Anyone doing so within the six-month period will not face any enforcement action for failing to pre-declare their HIV positive status and the regulator’s medical staff will work through a review of their health status following the new guidelines.
In a statement, Richard Moriarty of the UK Civil Aviation Authority said: “The UK will continue to lead the way in supporting pilots living with HIV to fly safely and pursue their careers and dreams. Recent medical advances mean that if someone with HIV effectively manages their condition, they can live a near-normal life. Our new guidance recognizes this. I want to personally appeal to anyone who has not previously declared their HIV status to contact us within the next six months so that we can reset this with complete confidence.”

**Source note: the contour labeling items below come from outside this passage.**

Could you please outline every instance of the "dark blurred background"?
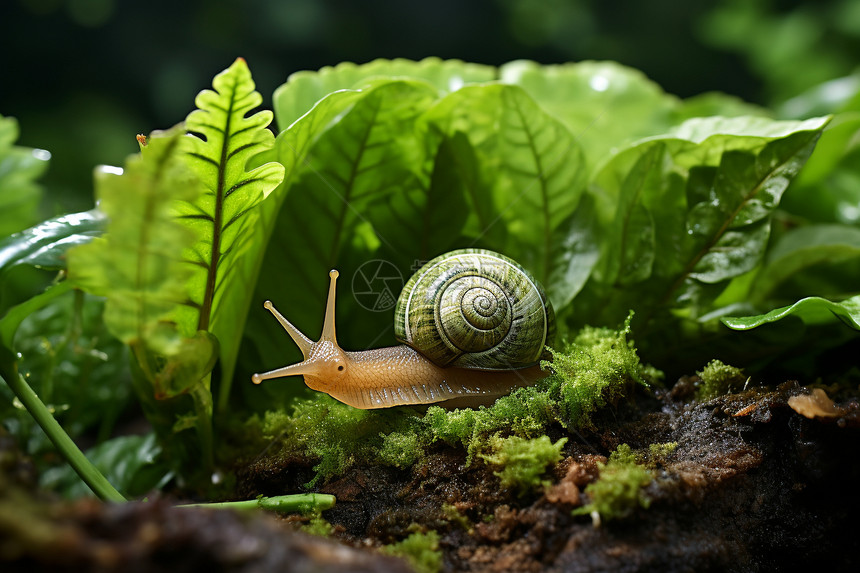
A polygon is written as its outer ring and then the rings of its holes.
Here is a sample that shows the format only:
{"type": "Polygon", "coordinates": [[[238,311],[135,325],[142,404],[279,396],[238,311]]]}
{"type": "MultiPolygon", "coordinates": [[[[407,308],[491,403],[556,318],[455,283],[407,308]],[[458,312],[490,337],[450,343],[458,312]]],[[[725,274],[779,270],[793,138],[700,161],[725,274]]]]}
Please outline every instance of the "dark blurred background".
{"type": "Polygon", "coordinates": [[[181,121],[237,56],[271,107],[287,76],[349,60],[611,59],[681,97],[775,105],[852,73],[860,2],[3,0],[0,114],[48,149],[44,216],[88,209],[91,171],[181,121]]]}

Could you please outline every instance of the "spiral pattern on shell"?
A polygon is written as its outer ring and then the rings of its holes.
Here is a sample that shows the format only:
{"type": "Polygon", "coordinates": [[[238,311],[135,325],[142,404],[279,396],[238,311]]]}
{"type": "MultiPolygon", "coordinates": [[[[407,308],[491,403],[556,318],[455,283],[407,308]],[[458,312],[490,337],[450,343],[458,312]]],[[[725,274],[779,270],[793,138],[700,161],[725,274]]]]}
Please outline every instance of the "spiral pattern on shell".
{"type": "Polygon", "coordinates": [[[440,366],[526,368],[555,335],[543,288],[512,259],[483,249],[446,253],[406,283],[394,335],[440,366]]]}

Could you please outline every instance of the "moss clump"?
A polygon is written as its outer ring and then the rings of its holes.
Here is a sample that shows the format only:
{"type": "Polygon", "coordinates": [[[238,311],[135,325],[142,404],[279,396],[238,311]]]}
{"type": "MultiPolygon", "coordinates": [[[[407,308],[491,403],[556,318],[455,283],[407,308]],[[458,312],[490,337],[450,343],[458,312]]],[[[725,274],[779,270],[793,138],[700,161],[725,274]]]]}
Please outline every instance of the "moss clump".
{"type": "Polygon", "coordinates": [[[547,467],[561,460],[561,448],[567,443],[567,438],[561,438],[552,443],[548,436],[531,440],[511,436],[501,438],[498,435],[490,440],[492,454],[482,455],[486,461],[501,466],[494,472],[504,488],[516,488],[520,495],[539,486],[549,485],[549,480],[541,476],[547,467]]]}
{"type": "Polygon", "coordinates": [[[564,352],[553,352],[560,420],[573,427],[592,427],[591,414],[621,398],[630,383],[648,386],[662,376],[639,362],[628,340],[631,313],[620,330],[586,326],[564,352]]]}
{"type": "Polygon", "coordinates": [[[611,521],[626,517],[637,507],[647,508],[651,501],[642,494],[642,488],[653,476],[636,457],[630,446],[621,444],[606,464],[598,464],[600,478],[585,488],[590,501],[573,514],[596,513],[602,521],[611,521]]]}
{"type": "Polygon", "coordinates": [[[323,517],[317,516],[304,524],[302,531],[319,537],[331,537],[332,533],[334,533],[334,526],[323,517]]]}
{"type": "Polygon", "coordinates": [[[553,351],[553,375],[488,408],[430,406],[421,417],[413,408],[357,410],[318,393],[296,402],[290,415],[267,413],[262,432],[280,439],[286,453],[318,460],[309,486],[342,474],[357,460],[407,468],[437,441],[462,446],[472,463],[493,449],[490,440],[496,434],[530,440],[543,436],[552,424],[591,427],[591,415],[615,403],[631,385],[656,382],[660,373],[639,362],[629,334],[630,318],[620,330],[583,329],[573,342],[553,351]]]}
{"type": "Polygon", "coordinates": [[[402,541],[386,545],[382,552],[406,559],[418,573],[438,573],[442,570],[439,534],[435,531],[413,533],[402,541]]]}
{"type": "Polygon", "coordinates": [[[380,434],[382,446],[379,448],[379,461],[400,469],[408,468],[423,457],[424,449],[416,432],[401,431],[380,434]]]}
{"type": "Polygon", "coordinates": [[[267,412],[263,434],[282,439],[285,453],[319,460],[307,485],[340,475],[356,460],[376,460],[407,467],[423,455],[418,436],[410,430],[418,418],[408,409],[359,410],[327,394],[299,400],[291,415],[267,412]],[[412,448],[411,450],[409,448],[412,448]]]}
{"type": "Polygon", "coordinates": [[[740,368],[729,366],[719,360],[711,360],[701,372],[696,372],[700,378],[696,390],[698,400],[711,400],[717,396],[728,394],[743,387],[747,377],[740,368]]]}

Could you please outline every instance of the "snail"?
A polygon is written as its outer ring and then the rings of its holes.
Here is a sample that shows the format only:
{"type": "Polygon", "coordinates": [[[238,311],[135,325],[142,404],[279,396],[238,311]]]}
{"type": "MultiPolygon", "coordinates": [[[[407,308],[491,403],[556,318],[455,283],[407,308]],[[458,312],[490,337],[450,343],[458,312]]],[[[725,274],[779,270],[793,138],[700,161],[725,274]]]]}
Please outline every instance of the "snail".
{"type": "Polygon", "coordinates": [[[263,305],[302,351],[304,361],[254,374],[303,375],[313,390],[355,408],[488,403],[548,372],[539,362],[555,334],[552,305],[538,282],[512,259],[461,249],[425,264],[407,281],[394,312],[403,344],[348,352],[335,338],[335,283],[329,273],[322,335],[302,334],[271,301],[263,305]]]}

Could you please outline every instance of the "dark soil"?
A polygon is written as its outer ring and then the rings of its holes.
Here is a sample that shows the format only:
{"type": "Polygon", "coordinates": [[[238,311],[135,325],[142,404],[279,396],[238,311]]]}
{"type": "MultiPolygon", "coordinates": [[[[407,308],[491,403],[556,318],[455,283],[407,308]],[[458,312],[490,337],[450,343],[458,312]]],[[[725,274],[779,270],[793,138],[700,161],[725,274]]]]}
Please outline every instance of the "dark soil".
{"type": "MultiPolygon", "coordinates": [[[[543,493],[504,490],[444,445],[410,470],[355,467],[319,488],[338,499],[324,513],[336,541],[294,531],[299,516],[37,499],[26,461],[0,448],[2,570],[408,570],[372,548],[416,530],[440,534],[450,571],[860,570],[856,392],[810,419],[789,406],[807,392],[795,383],[705,403],[693,390],[682,379],[605,410],[598,431],[570,436],[543,493]],[[678,445],[647,509],[599,526],[571,514],[619,444],[665,442],[678,445]]],[[[240,472],[241,497],[301,491],[313,476],[312,461],[274,461],[240,472]]]]}

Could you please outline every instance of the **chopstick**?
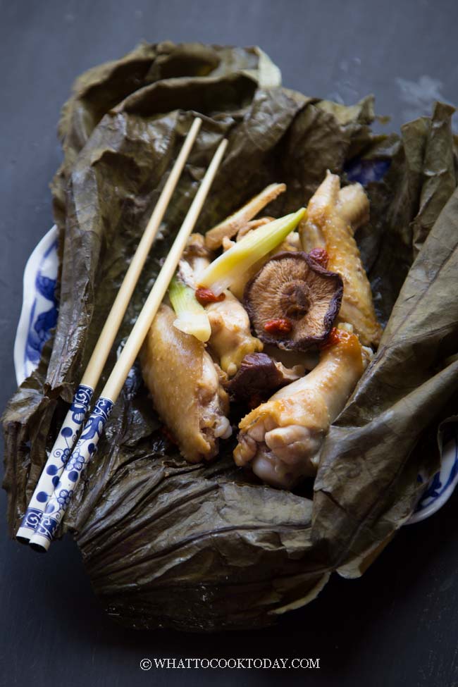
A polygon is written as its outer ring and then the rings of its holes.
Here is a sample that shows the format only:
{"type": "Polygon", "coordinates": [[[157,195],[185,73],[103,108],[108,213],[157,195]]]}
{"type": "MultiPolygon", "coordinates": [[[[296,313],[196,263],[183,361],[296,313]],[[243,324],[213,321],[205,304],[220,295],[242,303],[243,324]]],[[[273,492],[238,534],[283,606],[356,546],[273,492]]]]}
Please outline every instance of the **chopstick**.
{"type": "Polygon", "coordinates": [[[96,452],[97,443],[103,433],[105,423],[166,295],[181,255],[186,247],[189,235],[194,228],[210,190],[227,144],[228,141],[223,139],[213,155],[199,190],[118,361],[113,368],[94,410],[84,426],[75,450],[66,463],[61,479],[47,503],[44,515],[30,539],[30,545],[35,550],[44,552],[49,549],[54,533],[63,519],[82,471],[96,452]]]}
{"type": "Polygon", "coordinates": [[[68,412],[54,445],[51,450],[20,526],[16,533],[16,538],[23,543],[27,543],[30,540],[35,528],[42,519],[47,502],[58,482],[67,459],[76,441],[78,433],[89,410],[94,390],[100,378],[129,301],[202,123],[202,120],[199,117],[194,120],[125,273],[123,283],[111,306],[90,360],[75,392],[68,412]]]}

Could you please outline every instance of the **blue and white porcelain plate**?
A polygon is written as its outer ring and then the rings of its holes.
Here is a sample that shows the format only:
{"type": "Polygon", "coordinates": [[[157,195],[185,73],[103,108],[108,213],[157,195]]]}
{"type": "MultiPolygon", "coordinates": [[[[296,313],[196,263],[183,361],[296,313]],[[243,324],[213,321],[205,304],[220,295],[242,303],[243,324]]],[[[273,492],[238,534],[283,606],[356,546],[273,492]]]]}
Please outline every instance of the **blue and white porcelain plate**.
{"type": "MultiPolygon", "coordinates": [[[[14,344],[18,385],[37,367],[42,349],[57,322],[54,291],[58,266],[57,228],[54,225],[33,251],[24,271],[23,309],[14,344]]],[[[440,471],[426,485],[408,524],[424,520],[439,510],[458,482],[458,433],[453,426],[452,428],[444,446],[440,471]]],[[[418,478],[423,481],[421,476],[418,478]]]]}

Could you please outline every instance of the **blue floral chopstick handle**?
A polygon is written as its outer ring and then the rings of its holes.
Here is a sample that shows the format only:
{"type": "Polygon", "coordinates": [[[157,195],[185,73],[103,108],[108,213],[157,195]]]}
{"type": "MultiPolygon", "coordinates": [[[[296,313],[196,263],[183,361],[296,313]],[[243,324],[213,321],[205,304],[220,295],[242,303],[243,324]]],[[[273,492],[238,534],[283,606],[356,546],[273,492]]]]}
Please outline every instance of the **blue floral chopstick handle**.
{"type": "Polygon", "coordinates": [[[72,404],[16,533],[16,538],[20,541],[27,542],[30,540],[43,516],[48,500],[59,481],[89,410],[93,393],[94,389],[84,384],[80,384],[75,392],[72,404]]]}
{"type": "Polygon", "coordinates": [[[44,514],[30,539],[30,544],[34,547],[45,551],[49,549],[82,471],[97,450],[97,443],[112,408],[113,401],[103,396],[96,403],[76,446],[66,463],[54,492],[46,505],[44,514]]]}

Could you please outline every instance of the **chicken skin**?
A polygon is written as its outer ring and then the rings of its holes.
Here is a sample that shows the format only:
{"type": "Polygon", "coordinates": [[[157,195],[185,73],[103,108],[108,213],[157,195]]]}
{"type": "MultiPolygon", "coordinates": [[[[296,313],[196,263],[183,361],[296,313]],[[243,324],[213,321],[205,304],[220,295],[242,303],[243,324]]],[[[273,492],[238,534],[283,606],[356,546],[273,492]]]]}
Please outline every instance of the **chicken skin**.
{"type": "Polygon", "coordinates": [[[229,400],[202,341],[173,326],[161,305],[140,353],[142,372],[154,407],[190,462],[209,460],[218,440],[230,435],[229,400]]]}
{"type": "Polygon", "coordinates": [[[333,329],[316,367],[243,418],[235,463],[249,464],[263,481],[285,489],[314,475],[323,440],[364,369],[358,337],[333,329]]]}
{"type": "Polygon", "coordinates": [[[360,218],[361,221],[365,213],[364,201],[361,202],[359,195],[359,201],[357,197],[356,201],[352,199],[353,204],[348,199],[345,202],[345,196],[343,199],[339,196],[340,191],[339,177],[328,172],[311,198],[307,221],[299,228],[302,247],[307,252],[316,247],[326,249],[329,256],[328,269],[340,274],[344,283],[339,321],[352,325],[363,345],[377,346],[382,330],[376,316],[371,285],[353,236],[355,226],[352,228],[348,221],[352,216],[360,218]],[[359,202],[361,206],[358,206],[359,202]],[[350,209],[349,214],[342,209],[345,207],[350,209]]]}

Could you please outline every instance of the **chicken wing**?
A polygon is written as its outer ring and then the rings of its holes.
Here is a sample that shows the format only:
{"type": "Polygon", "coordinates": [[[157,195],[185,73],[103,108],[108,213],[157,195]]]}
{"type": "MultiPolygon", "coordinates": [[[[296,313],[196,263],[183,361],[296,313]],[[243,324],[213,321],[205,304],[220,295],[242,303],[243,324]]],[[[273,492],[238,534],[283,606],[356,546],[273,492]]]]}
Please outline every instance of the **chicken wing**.
{"type": "MultiPolygon", "coordinates": [[[[194,286],[199,275],[209,264],[210,255],[205,248],[203,236],[192,234],[184,258],[192,269],[188,279],[193,281],[194,286]]],[[[231,377],[238,370],[245,355],[262,350],[262,343],[252,336],[247,311],[230,292],[225,291],[223,300],[210,303],[205,309],[211,327],[209,346],[223,371],[231,377]]]]}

Ian Green, CEO of Terrence Higgins Trust commented on the importance of the new milestone saying: “These landmark changes, removing the barriers for people living with HIV to have a full career as a commercial pilot, reflect the tremendous progress we have made in the fight against HIV over the last 40 years and mark the UK as a global leader in aviation policy. Obsolete restrictions were preventing pilots living with HIV from pursuing their careers, but now the Civil Aviation Authority’s policies and practices will reflect the reality of living with HIV today.”
Affirming the importance of the measures, Deborah Gold, Executive Director of the National AIDS Trust, said: “We are delighted that the Civil Aviation Authority has heard our concerns and pilots are now able to declare their HIV status without it getting in the way of their work. HIV is now a manageable long-term health condition and people with HIV can live long, healthy lives. There is no medical reason for HIV to get in the way of any job, including flying planes, and it’s great to see UK aviation industry policy recognizing this. Today’s announcement brings us closer to a world where the stigma of HIV doesn’t stop anyone from living the life they choose.”
Finally, Laura Waters, President of the British HIV Association, highlighted that: “Pilots should be judged on their ability to fly planes, not on whether or not they are living with HIV. We will never get over the unacceptable stigma that still faces people living with HIV if bodies don’t follow the science – kudos to the Civil Aviation Authority for doing just that. Where it leads in the recognition that people with HIV can live normal lives, that other aviation organizations and other important bodies in the UK will follow!”